The potential employer can also request that the candidate provide section N°4 when the holding of a driving licence is an indispensable condition for the exercise of the professional activity of the future employee and when this requirement is provided for in the employment contract.
A mere clause in the contract stipulating that the driving licence is indispensable without any real justification should not be deemed valid or sufficient to justify the communication of section N°4.
The same is true, under even more restrictive conditions, for section N°5.
3.2 The form of the request
The request must be written and specifically motivated with regard to the specific needs of the position. This request must appear in the job offer.
3.3 Preservation delay
Once the contract has been concluded, the section must be destroyed at the latest one month after the conclusion of the contract.
In the case where an applicant is not hired, the related section must be destroyed without delay by the employer.
It appears that the aforementioned delays start with the decision to hire or refuse to hire the employee, and should therefore not prevent the preservation of the section during the hiring process, which could last up to one month. Conversely, as soon as it certain that a person won’t be hired, his or her section must be immediately destroyed, even though the hiring process has not yet ended.
At the end of the aforementioned preservation delays, neither the extract nor the data contained in the records can be kept, in any form whatsoever.
3.4 The particular case of a new request
For personnel management, the employer can request from its employees the new section N°3 only when provided for by the specific legal provisions (e.g. related to guardianship, financial institutions, etc.).
The employer can also ask for the new section N°3 in the case of a new assignment which justifies a new control of the repute of the employee, in regard with the specific needs of the position.
In the case of a new request, and unless the legal provisions do not allow a longer preservation period, the extract cannot be kept more than two months as from its issuance.
The person who requests the issuance of a section in violation with the substantive and procedural requirements provided for in the Law shall be punished by a term of imprisonment ranging from 8 days to 1 year, and a fine of 251 euro to 5.000 euro.
Non-compliance with the preservation delays provided for in the Law, or with the delays provided for in a specific law, shall be punished by a fine of 251 euro to 3000 euro.
3.6 Entry into force
The Law shall enter into force on 1st February 2017.
However, the Law does not provide any precision on the sections which are requested under the old legal regime and which are still in possession of the employer when the Law comes into force.

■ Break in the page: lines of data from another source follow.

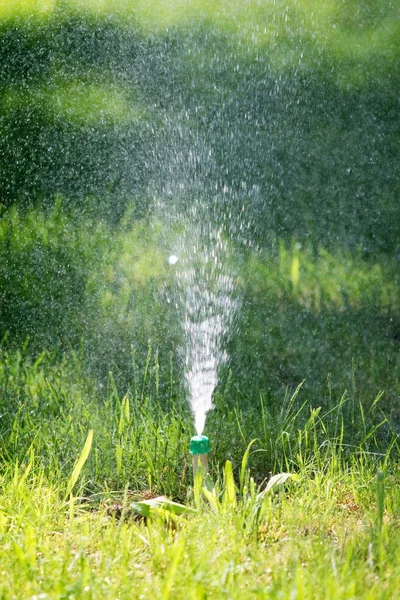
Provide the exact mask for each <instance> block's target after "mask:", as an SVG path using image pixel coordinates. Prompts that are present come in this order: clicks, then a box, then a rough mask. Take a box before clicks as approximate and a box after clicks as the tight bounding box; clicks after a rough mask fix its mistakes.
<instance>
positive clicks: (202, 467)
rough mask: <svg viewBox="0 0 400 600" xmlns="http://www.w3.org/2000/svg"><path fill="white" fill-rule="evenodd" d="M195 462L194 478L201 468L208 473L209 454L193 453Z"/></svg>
mask: <svg viewBox="0 0 400 600" xmlns="http://www.w3.org/2000/svg"><path fill="white" fill-rule="evenodd" d="M192 463H193V478H195V477H196V473H197V471H198V470H199V468H200V469H201V470H202V471H203V472H204V473H208V454H192Z"/></svg>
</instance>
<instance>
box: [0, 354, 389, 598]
mask: <svg viewBox="0 0 400 600" xmlns="http://www.w3.org/2000/svg"><path fill="white" fill-rule="evenodd" d="M149 356H150V358H149V360H152V359H151V355H149ZM77 361H78V357H77V356H76V355H75V357H70V358H69V359H68V358H67V357H66V358H65V359H64V362H63V363H62V364H60V363H59V361H58V359H57V358H56V357H55V356H52V355H50V354H43V355H40V356H38V357H37V358H36V360H35V361H33V360H32V359H31V358H29V355H28V354H27V352H26V349H23V348H22V349H20V350H18V351H16V350H12V349H10V348H9V347H7V344H6V343H3V347H2V353H1V359H0V368H1V376H0V382H1V398H2V406H1V412H2V420H1V448H2V465H1V471H0V537H1V542H2V543H1V545H0V564H1V569H2V574H3V577H2V578H1V583H0V597H2V598H4V599H8V598H10V599H11V598H37V599H39V598H52V599H53V598H54V599H62V598H63V599H64V598H96V599H97V598H132V597H135V598H160V599H163V600H164V599H166V598H195V599H197V598H199V599H200V598H210V597H218V598H223V597H228V598H253V597H257V596H259V597H262V598H288V599H289V598H329V599H332V598H334V599H350V598H393V597H396V593H397V589H398V586H399V583H400V581H399V580H400V570H399V567H398V557H399V553H400V544H399V538H398V536H397V529H398V514H397V507H398V504H399V501H400V493H399V485H398V484H399V476H398V468H397V463H396V460H397V457H398V453H399V448H398V441H397V436H396V433H395V432H394V430H393V427H392V425H391V423H390V421H389V420H388V419H385V417H384V415H383V414H382V411H381V409H380V399H379V397H378V398H377V399H376V401H375V403H374V407H373V410H372V411H371V412H370V414H369V415H367V414H365V413H364V412H363V411H362V408H360V407H358V409H357V413H356V414H355V416H354V418H355V420H356V422H357V428H358V430H359V436H358V437H357V438H354V439H353V444H352V445H351V446H349V445H348V444H347V442H346V439H347V436H348V433H349V419H348V418H347V413H346V410H347V403H346V401H345V398H343V399H342V402H340V403H339V404H338V405H337V406H335V407H332V409H331V410H330V411H327V412H326V413H325V414H323V413H322V412H321V410H320V409H310V407H309V406H308V405H307V401H306V400H305V399H304V398H303V397H302V389H301V387H300V388H299V389H298V390H297V391H296V392H295V394H294V395H292V396H288V397H287V398H286V399H285V401H284V402H283V404H281V406H280V408H279V410H278V409H277V410H276V411H275V412H273V411H271V410H269V409H268V407H267V406H265V405H264V404H262V406H261V407H257V409H254V411H253V412H251V411H247V413H243V411H241V409H240V407H239V406H231V405H230V404H229V403H228V402H227V401H226V400H225V399H224V397H223V395H222V394H220V396H219V398H217V400H216V403H217V408H216V410H215V411H214V413H213V415H210V417H211V416H212V418H210V419H209V420H208V430H207V433H208V434H209V436H210V438H211V440H212V443H213V453H212V468H211V478H212V480H213V482H214V483H213V484H212V485H210V481H209V480H203V479H201V477H200V478H198V479H197V480H196V481H195V484H194V486H193V482H192V478H191V469H190V462H189V459H188V456H187V449H188V442H189V438H190V436H191V435H192V433H193V431H192V428H193V424H192V419H191V416H190V414H189V413H188V410H187V407H186V405H185V403H180V404H179V403H178V404H175V403H174V405H173V406H169V407H168V410H166V409H165V407H162V406H161V404H160V402H159V400H157V399H156V386H155V380H153V379H154V373H153V374H151V373H150V374H149V371H148V372H147V375H146V377H150V379H151V380H150V381H148V382H147V383H146V382H145V381H144V380H142V381H140V384H141V385H139V386H138V388H137V391H136V395H135V393H133V392H132V391H128V392H127V394H126V395H124V396H122V397H121V395H120V394H119V393H118V390H117V389H116V386H115V384H114V382H113V379H112V376H111V375H110V379H109V383H108V385H107V386H105V387H104V388H99V387H98V386H96V385H95V384H94V382H93V381H92V380H90V379H86V380H85V379H84V377H83V375H82V373H81V372H79V368H78V362H77ZM260 414H261V418H260V416H259V415H260ZM253 438H255V439H253ZM250 442H251V443H250ZM227 458H229V460H228V461H226V459H227ZM280 473H282V475H279V474H280ZM285 473H286V475H285ZM268 482H269V483H268ZM159 494H166V495H168V496H169V497H170V498H173V499H176V500H180V501H183V502H185V503H186V504H187V505H189V506H191V507H193V508H195V509H196V512H195V513H189V514H184V515H180V516H177V515H173V514H169V513H166V512H165V510H163V509H162V508H160V509H155V510H153V511H151V513H150V517H149V518H148V519H147V520H140V519H139V520H138V518H137V517H136V516H135V513H134V511H133V510H132V508H131V503H132V501H133V500H140V499H143V498H147V497H153V496H156V495H159Z"/></svg>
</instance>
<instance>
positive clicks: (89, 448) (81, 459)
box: [66, 429, 93, 497]
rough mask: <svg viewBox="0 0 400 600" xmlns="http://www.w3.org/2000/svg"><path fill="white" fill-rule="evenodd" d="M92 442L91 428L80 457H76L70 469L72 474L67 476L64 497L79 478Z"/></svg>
mask: <svg viewBox="0 0 400 600" xmlns="http://www.w3.org/2000/svg"><path fill="white" fill-rule="evenodd" d="M92 442H93V429H91V430H90V431H89V434H88V436H87V438H86V442H85V445H84V446H83V449H82V452H81V455H80V457H79V458H78V460H77V461H76V463H75V466H74V469H73V471H72V475H71V477H70V478H69V481H68V484H67V491H66V497H68V496H69V495H70V494H71V492H72V490H73V489H74V486H75V484H76V482H77V481H78V479H79V475H80V474H81V471H82V469H83V466H84V464H85V462H86V461H87V458H88V456H89V453H90V450H91V447H92Z"/></svg>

Even though one could argue that following the principle of non-retroactivity of the more severe criminal law, the sections obtained before 1st February 2017 should be kept during 24 months, it seems wiser to apply the following reasoning – as the criminal sanctions are not negligible and only backup delays are concerned:
- the requests for communication of a section made before 1st February 2017 are not subject to the new provisions (form, purpose etc.) of the Law. However, regarding the preservation period applicable to sections issued before 1st February 2017, the new provisions are to be applied as from 1st February 2017 (e.g. hiring of a candidate on 25 January 2017, destruction of his or her section on 1st March 2017 at the latest). An even stricter interpretation could lead an employer to suppress all the sections which are in his or her possession on 1st February 2017, since no hiring process is in progress or the latest hiring took place before 1st January 2017.
- Any request for communication of a section made as from 1st January 2017 is subject to the new provisions (form, delays, purpose etc.).